With a Consent Management Platform (CMP) like Cookie Information, you can collect valid consent while keeping your analytics and ad tools running compliantly.

Our CMP offers:

  • A transparent and customizable cookie banner
  • Consent collection by purpose and vendor
  • Seamless updates to match legal changes
  • Built-in support for Google Consent Mode v2 to help you keep key marketing insights even when users opt out

When users trust you, they are more likely to engage – and share their data. Compliance and performance can go hand in hand.

Try Cookie Information

Cookie Information’s CMP enables you to protect user privacy without compromising your marketing goals. And right now, you can test it out for 14 days. Completely free, with no commitments.

Get started here

Frequently Asked Questions

What are the consequences of not complying with the Danish cookie guidelines?

If you don’t follow the rules, you risk legal action – including fines or penalties – from the Danish Data Protection Agency (Datatilsynet) or the Agency for Digital Government (Digitaliseringsstyrelsen). It also puts your company’s reputation and user trust at risk.

Are any cookies exempt from the Danish cookie rules?

Yes. Cookies that are strictly necessary to make your website work – like remembering login status, keeping items in a cart, or loading the right language version – might be exempt from consent requirements.

But in any case, you still have to disclose them in your cookie policy. These cookies must not collect data for analytics, marketing, or profiling.
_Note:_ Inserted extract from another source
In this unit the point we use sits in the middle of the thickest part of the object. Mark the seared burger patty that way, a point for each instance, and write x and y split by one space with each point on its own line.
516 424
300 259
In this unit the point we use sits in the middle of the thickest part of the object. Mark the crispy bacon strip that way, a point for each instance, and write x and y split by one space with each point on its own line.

Where can I stay updated on the Danish cookie rules?

The guidelines can change and evolve. It’s advisable for website owners and users to stay informed, and follow updates from:

  • Datatilsynet
  • Digitaliseringsstyrelsen
  • Our own guides and blog at Cookie Information
How does the Danish cookie guidelines align with the GDPR?

The Danish cookie guidelines are designed to align with the broader requirements of the GDPR, particularly in terms of consent and data protection.

What if I don’t use cookies on my website?

Most websites use cookies – either directly or through tools like Google Analytics, Facebook Pixel, or embedded services (like YouTube, Instagram, or LinkedIn).

Even if you don’t set cookies yourself, third-party services on your site might. That still makes you responsible for getting consent.

What if my website doesn’t collect personal data?

It may not look like it does – but many third-party tools do, even without you realizing it. Tools like Google Analytics or social media plugins often collect data that qualifies as personal under GDPR.

If these tools are installed on your site, you are considered the data controller and must get valid consent.

Can we use Google Analytics without consent?

No. Google Analytics uses cookies to collect data like IP addresses, device info, and behavior. This is personal data – and under both Cookiebekendtgørelsen and GDPR, you must ask for consent before using it.

What are technically necessary cookies?

These are cookies that are essential for the website to function properly. For example:

  • Keeping a user logged in
  • Saving shopping cart contents
  • Delivering the site in the correct language

They do not include tools like Google Analytics, Facebook Pixel, or marketing cookies.

You can use technically necessary cookies without consent – but you must be sure they are used only for those essential functions.

How do I know what cookies my website uses?

We’ve written a guide, which you can read here.

Other options include:

  • Use your browser’s developer tools
  • Use an online cookie scanner
  • Ask your web developer
  • Or use a Consent Management Platform (CMP) like Cookie Information, that automatically scans and categorizes cookies for you

Knowing what’s running on your site is the first step to staying compliant.